Family Expectations and Identity
Family expectations shape every major decision in Bad for Business, casting long shadows over Camille and Ryker’s identities. Camille’s life is dictated by a father who values image over affection.
His manipulative promise of partnership traps her in a cycle of obedience and emotional deprivation. Her entire sense of worth becomes contingent on his approval, and only through failure—or what appears as failure—does she finally free herself.
Ryker faces a similar burden under his father’s corporate expectations. As the heir to a vast media empire, he is constantly compared to an idealized standard of success.
His mother’s death removes the one person who offered unconditional love, leaving him to navigate ambition and grief under his father’s scrutiny. Both characters must unlearn the belief that familial love is conditional upon achievement.

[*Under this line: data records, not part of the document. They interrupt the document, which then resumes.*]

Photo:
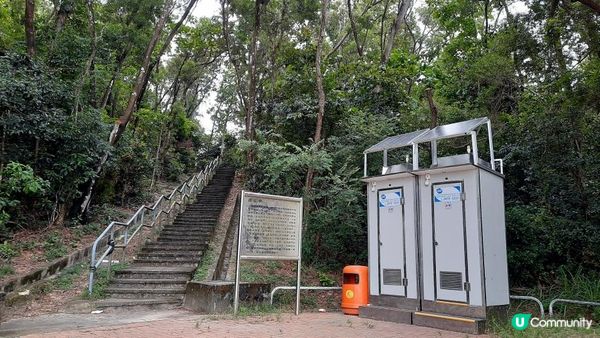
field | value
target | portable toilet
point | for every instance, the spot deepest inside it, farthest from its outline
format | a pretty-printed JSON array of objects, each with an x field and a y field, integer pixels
[
  {"x": 392, "y": 235},
  {"x": 437, "y": 242},
  {"x": 462, "y": 230}
]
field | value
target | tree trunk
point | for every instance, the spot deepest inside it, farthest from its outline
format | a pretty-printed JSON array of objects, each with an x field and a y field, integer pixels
[
  {"x": 593, "y": 5},
  {"x": 403, "y": 7},
  {"x": 252, "y": 80},
  {"x": 164, "y": 48},
  {"x": 121, "y": 123},
  {"x": 90, "y": 61},
  {"x": 29, "y": 27},
  {"x": 353, "y": 26},
  {"x": 432, "y": 107},
  {"x": 321, "y": 92},
  {"x": 142, "y": 77}
]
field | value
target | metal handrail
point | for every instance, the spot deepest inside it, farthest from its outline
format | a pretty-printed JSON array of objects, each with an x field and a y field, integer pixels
[
  {"x": 572, "y": 301},
  {"x": 179, "y": 196},
  {"x": 322, "y": 288},
  {"x": 532, "y": 299}
]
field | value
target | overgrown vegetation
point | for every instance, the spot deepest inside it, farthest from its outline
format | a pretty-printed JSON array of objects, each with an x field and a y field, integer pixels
[{"x": 101, "y": 281}]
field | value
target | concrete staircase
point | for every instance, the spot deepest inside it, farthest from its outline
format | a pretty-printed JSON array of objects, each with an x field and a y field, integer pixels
[{"x": 160, "y": 271}]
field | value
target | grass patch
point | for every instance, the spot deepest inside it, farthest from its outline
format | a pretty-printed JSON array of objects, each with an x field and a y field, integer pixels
[
  {"x": 265, "y": 272},
  {"x": 65, "y": 280},
  {"x": 206, "y": 261},
  {"x": 54, "y": 247},
  {"x": 8, "y": 251},
  {"x": 101, "y": 281},
  {"x": 6, "y": 270}
]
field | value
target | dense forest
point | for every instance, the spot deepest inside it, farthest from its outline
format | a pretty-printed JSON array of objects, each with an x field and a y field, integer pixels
[{"x": 101, "y": 98}]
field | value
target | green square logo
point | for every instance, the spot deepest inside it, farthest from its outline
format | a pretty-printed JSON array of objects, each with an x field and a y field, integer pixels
[{"x": 520, "y": 321}]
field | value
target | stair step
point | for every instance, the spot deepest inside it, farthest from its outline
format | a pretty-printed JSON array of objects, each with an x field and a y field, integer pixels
[
  {"x": 140, "y": 272},
  {"x": 387, "y": 314},
  {"x": 146, "y": 302},
  {"x": 186, "y": 238},
  {"x": 449, "y": 322},
  {"x": 170, "y": 255},
  {"x": 145, "y": 293},
  {"x": 164, "y": 246},
  {"x": 189, "y": 228},
  {"x": 147, "y": 283},
  {"x": 171, "y": 261}
]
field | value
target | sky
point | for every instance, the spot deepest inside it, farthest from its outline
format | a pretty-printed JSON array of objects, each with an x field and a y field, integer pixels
[{"x": 206, "y": 8}]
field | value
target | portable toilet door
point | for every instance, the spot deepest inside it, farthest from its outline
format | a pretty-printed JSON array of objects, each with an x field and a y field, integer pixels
[
  {"x": 392, "y": 241},
  {"x": 449, "y": 241}
]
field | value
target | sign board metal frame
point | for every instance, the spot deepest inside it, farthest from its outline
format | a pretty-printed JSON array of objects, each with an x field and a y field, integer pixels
[{"x": 274, "y": 252}]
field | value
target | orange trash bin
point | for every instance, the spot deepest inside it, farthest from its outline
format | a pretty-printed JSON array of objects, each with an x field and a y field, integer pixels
[{"x": 355, "y": 288}]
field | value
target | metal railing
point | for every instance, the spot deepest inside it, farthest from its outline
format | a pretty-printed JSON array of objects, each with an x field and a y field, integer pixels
[
  {"x": 322, "y": 288},
  {"x": 571, "y": 301},
  {"x": 539, "y": 303},
  {"x": 163, "y": 206}
]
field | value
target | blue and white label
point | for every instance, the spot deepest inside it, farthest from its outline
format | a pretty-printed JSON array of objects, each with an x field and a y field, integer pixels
[
  {"x": 390, "y": 199},
  {"x": 447, "y": 194}
]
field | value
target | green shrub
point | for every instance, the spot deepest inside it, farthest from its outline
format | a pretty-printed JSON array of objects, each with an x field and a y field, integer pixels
[
  {"x": 8, "y": 251},
  {"x": 54, "y": 247},
  {"x": 6, "y": 270},
  {"x": 101, "y": 281},
  {"x": 66, "y": 278}
]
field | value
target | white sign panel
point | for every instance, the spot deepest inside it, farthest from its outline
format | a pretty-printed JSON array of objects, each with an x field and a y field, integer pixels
[{"x": 271, "y": 226}]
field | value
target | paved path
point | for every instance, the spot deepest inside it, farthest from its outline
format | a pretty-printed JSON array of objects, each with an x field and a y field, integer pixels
[{"x": 180, "y": 323}]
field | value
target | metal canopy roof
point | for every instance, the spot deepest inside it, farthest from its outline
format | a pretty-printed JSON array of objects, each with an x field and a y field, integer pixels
[
  {"x": 397, "y": 141},
  {"x": 451, "y": 130}
]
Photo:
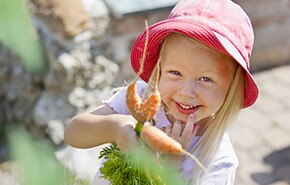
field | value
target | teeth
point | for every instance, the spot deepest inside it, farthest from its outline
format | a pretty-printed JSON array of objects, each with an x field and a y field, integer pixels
[{"x": 186, "y": 106}]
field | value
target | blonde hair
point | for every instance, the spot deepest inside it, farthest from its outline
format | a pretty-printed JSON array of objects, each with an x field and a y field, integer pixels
[{"x": 218, "y": 124}]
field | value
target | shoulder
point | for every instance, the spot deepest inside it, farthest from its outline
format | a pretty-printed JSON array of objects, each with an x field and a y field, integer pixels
[{"x": 224, "y": 165}]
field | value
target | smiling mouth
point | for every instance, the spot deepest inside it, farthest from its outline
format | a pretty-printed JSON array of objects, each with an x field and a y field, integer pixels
[{"x": 187, "y": 109}]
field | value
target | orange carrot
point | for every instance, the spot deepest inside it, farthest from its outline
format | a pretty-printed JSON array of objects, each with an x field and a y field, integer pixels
[
  {"x": 162, "y": 143},
  {"x": 142, "y": 111}
]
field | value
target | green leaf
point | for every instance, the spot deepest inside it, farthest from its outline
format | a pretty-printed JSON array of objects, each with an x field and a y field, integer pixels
[{"x": 18, "y": 34}]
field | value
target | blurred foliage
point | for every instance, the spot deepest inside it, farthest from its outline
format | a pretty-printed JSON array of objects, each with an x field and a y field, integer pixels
[
  {"x": 37, "y": 162},
  {"x": 139, "y": 166},
  {"x": 18, "y": 34}
]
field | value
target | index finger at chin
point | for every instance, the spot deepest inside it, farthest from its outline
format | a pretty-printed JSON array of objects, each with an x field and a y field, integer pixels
[
  {"x": 168, "y": 129},
  {"x": 190, "y": 122}
]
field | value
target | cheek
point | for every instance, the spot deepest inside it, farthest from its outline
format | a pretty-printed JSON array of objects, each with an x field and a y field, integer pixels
[
  {"x": 217, "y": 99},
  {"x": 166, "y": 89}
]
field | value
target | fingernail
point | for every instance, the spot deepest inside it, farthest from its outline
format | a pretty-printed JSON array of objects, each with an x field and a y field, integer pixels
[
  {"x": 191, "y": 116},
  {"x": 196, "y": 127}
]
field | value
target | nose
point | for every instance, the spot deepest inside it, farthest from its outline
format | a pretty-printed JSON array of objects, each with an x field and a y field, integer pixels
[{"x": 188, "y": 89}]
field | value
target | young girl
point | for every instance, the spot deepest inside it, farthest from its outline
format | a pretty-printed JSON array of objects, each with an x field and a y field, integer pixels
[{"x": 202, "y": 52}]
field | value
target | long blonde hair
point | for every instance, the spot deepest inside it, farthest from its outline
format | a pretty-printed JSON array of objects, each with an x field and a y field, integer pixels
[{"x": 218, "y": 124}]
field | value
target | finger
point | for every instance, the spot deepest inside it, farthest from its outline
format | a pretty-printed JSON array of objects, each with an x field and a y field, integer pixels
[
  {"x": 188, "y": 130},
  {"x": 168, "y": 129},
  {"x": 176, "y": 129},
  {"x": 195, "y": 129}
]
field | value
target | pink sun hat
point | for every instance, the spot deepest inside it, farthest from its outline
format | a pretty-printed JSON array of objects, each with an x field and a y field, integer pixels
[{"x": 220, "y": 24}]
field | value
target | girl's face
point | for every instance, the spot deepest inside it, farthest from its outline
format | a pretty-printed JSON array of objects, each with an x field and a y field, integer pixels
[{"x": 194, "y": 79}]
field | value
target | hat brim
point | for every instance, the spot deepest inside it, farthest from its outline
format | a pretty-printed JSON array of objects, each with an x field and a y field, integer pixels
[{"x": 196, "y": 30}]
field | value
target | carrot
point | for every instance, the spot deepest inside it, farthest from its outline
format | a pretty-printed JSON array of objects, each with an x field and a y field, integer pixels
[
  {"x": 142, "y": 112},
  {"x": 162, "y": 143},
  {"x": 145, "y": 111}
]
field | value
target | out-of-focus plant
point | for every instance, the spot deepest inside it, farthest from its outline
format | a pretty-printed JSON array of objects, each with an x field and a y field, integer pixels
[
  {"x": 37, "y": 163},
  {"x": 18, "y": 34},
  {"x": 139, "y": 166}
]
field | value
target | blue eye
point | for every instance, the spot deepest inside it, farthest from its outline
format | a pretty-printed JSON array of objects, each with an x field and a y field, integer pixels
[{"x": 205, "y": 79}]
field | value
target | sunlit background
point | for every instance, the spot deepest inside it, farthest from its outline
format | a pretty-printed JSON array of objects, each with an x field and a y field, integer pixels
[{"x": 60, "y": 58}]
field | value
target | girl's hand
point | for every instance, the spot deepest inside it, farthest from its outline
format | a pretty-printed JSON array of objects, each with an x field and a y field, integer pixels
[
  {"x": 184, "y": 134},
  {"x": 124, "y": 133}
]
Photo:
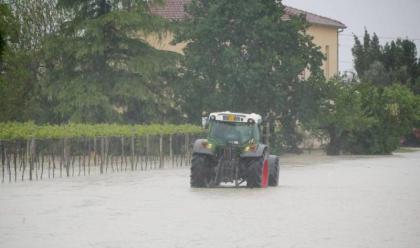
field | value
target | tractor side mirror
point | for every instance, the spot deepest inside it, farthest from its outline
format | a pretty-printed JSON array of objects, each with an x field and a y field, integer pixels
[{"x": 205, "y": 122}]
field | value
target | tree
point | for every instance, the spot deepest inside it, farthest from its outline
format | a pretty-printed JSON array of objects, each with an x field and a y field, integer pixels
[
  {"x": 365, "y": 119},
  {"x": 100, "y": 68},
  {"x": 395, "y": 62},
  {"x": 243, "y": 56},
  {"x": 341, "y": 115},
  {"x": 27, "y": 24}
]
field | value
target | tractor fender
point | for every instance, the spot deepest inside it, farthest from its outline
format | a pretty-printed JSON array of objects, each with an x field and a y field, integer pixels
[
  {"x": 258, "y": 153},
  {"x": 199, "y": 149}
]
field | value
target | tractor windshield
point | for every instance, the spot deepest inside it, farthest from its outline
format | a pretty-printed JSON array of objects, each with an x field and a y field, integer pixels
[{"x": 234, "y": 131}]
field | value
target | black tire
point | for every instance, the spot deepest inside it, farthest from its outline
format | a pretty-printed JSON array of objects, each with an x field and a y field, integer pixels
[
  {"x": 200, "y": 171},
  {"x": 273, "y": 179},
  {"x": 254, "y": 173}
]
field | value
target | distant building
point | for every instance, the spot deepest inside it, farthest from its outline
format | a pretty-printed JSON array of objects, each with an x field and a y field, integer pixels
[{"x": 324, "y": 30}]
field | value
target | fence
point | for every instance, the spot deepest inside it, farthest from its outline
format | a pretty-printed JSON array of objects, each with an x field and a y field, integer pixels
[{"x": 38, "y": 159}]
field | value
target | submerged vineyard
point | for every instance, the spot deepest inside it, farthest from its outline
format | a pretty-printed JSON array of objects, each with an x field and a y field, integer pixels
[{"x": 32, "y": 152}]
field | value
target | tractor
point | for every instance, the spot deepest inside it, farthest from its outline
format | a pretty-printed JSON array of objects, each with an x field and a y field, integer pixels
[{"x": 233, "y": 153}]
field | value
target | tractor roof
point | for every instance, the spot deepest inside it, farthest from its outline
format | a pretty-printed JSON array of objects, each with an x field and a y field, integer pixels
[{"x": 235, "y": 117}]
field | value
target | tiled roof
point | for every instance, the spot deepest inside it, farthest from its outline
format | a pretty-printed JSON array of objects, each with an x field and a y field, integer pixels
[
  {"x": 314, "y": 18},
  {"x": 174, "y": 10}
]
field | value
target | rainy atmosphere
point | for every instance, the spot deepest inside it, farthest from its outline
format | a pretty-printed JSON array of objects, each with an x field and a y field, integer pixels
[{"x": 209, "y": 123}]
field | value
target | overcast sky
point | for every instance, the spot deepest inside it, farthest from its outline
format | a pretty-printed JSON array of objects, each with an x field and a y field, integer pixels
[{"x": 389, "y": 19}]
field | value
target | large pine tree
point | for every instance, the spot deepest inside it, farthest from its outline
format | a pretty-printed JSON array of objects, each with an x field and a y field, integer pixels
[
  {"x": 246, "y": 56},
  {"x": 100, "y": 69}
]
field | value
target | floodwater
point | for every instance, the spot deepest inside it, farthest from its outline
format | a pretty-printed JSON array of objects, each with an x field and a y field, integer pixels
[{"x": 321, "y": 202}]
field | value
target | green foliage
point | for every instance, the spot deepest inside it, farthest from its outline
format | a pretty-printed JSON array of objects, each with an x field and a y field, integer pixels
[
  {"x": 341, "y": 115},
  {"x": 395, "y": 110},
  {"x": 107, "y": 72},
  {"x": 395, "y": 62},
  {"x": 242, "y": 56},
  {"x": 365, "y": 119},
  {"x": 13, "y": 131}
]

When Camille resigns from her father’s firm and Ryker reconciles with his own, the parallel arcs reach resolution. Identity, once defined by others, becomes self-owned.
The story ultimately critiques the generational cycle of emotional neglect and transactional love, showing how independence from family control—both emotional and professional—is necessary for authentic selfhood. Their union symbolizes not rebellion, but renewal: the creation of a family built on respect, empathy, and choice rather than duty or dominance.